- Specialty: Medical genetics

= SMPD1-associated Niemann–Pick disease =

SMPD1-associated Niemann–Pick disease refers to two different types of Niemann–Pick disease, type A (NPA) and type B (NPB), which are associated with the SMPD1 gene.

There are approximately 1,200 cases of NPA and NPB worldwide with the majority of cases being Type B or an intermediate form.

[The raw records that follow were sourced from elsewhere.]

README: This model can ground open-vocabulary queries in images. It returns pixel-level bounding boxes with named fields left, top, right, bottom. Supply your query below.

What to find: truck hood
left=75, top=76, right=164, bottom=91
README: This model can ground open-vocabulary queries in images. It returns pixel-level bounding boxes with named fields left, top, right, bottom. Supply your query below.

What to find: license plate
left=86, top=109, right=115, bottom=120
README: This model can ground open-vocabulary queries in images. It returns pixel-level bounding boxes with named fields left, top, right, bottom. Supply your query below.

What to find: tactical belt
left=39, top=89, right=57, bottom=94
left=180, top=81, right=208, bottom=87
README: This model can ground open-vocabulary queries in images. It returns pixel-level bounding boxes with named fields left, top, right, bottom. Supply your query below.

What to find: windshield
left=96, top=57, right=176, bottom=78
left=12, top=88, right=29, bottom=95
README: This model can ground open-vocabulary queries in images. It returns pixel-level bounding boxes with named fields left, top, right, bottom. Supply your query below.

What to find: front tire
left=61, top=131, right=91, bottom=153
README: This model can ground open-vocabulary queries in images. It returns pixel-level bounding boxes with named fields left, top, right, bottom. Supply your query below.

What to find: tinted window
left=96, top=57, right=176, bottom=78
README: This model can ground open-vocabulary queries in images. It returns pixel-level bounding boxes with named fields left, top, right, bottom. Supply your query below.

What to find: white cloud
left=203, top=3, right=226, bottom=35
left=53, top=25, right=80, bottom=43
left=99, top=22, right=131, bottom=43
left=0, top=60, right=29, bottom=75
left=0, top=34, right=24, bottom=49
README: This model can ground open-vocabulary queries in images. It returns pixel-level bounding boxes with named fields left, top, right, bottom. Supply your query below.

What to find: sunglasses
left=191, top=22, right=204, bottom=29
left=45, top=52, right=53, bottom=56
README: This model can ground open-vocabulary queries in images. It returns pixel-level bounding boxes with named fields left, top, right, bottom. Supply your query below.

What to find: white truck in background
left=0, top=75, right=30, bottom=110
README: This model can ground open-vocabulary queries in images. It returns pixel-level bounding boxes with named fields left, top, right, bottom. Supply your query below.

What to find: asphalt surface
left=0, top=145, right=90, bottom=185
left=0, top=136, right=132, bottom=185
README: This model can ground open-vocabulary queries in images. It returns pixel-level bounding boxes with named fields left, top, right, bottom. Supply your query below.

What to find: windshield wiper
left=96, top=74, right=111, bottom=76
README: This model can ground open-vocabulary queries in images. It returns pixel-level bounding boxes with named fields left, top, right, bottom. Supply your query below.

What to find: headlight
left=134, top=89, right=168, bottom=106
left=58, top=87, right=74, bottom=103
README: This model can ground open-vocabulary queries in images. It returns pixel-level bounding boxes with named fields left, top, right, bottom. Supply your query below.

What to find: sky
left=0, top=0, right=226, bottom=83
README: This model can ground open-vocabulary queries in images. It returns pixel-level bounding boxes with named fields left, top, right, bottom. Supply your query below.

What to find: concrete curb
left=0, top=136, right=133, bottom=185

Descriptions of type E and type F have been published, but they are not well characterized, and are currently classified under type B.

==Genetics==
Mutations in the SMPD1 gene cause Niemann–Pick types A and B. This gene carries instructions for cells to produce a lysosomal enzyme called acid sphingomyelinase. Insufficient activity of the enzyme acid sphingomyelinase causes the buildup of toxic amounts of sphingomyelin, a fatty substance present in every cell of the body. This enzyme is found in special compartments within cells called lysosomes (compartments that digest and recycle materials in the cell), and is required to metabolize the lipid sphingomyelin. If sphingomyelinase is absent or not functioning properly, sphingomyelin cannot be metabolized properly and is accumulated within the cell, eventually causing cell death and the malfunction of major organ systems.

==Diagnosis==
===Type A===
Niemann–Pick type A, the most common type, occurs in infants and is characterized by jaundice, an enlarged liver, failure to thrive, progressive deterioration of the nervous system and profound brain damage. Children affected by Niemann Pick Type A rarely live beyond 18 months. Niemann–Pick Type A occurs more frequently among individuals of Ashkenazi (eastern and central European) Jewish descent than in other ethnicities. The incidence within the Ashkenazi population is approximately 1 in 40,000 people. The incidence for other populations is 1 in 250,000 people.

===Type B===
Niemann–Pick type B presents similarly to Gaucher's disease and involves an enlarged liver and spleen (hepatosplenomegaly), growth retardation, and problems with lung function including frequent lung infections. Other signs include blood abnormalities such as abnormal cholesterol and lipid levels, and low numbers of blood cells involved in clotting (platelets). The brain is not affected in type B and the disease often presents in the pre-teen years.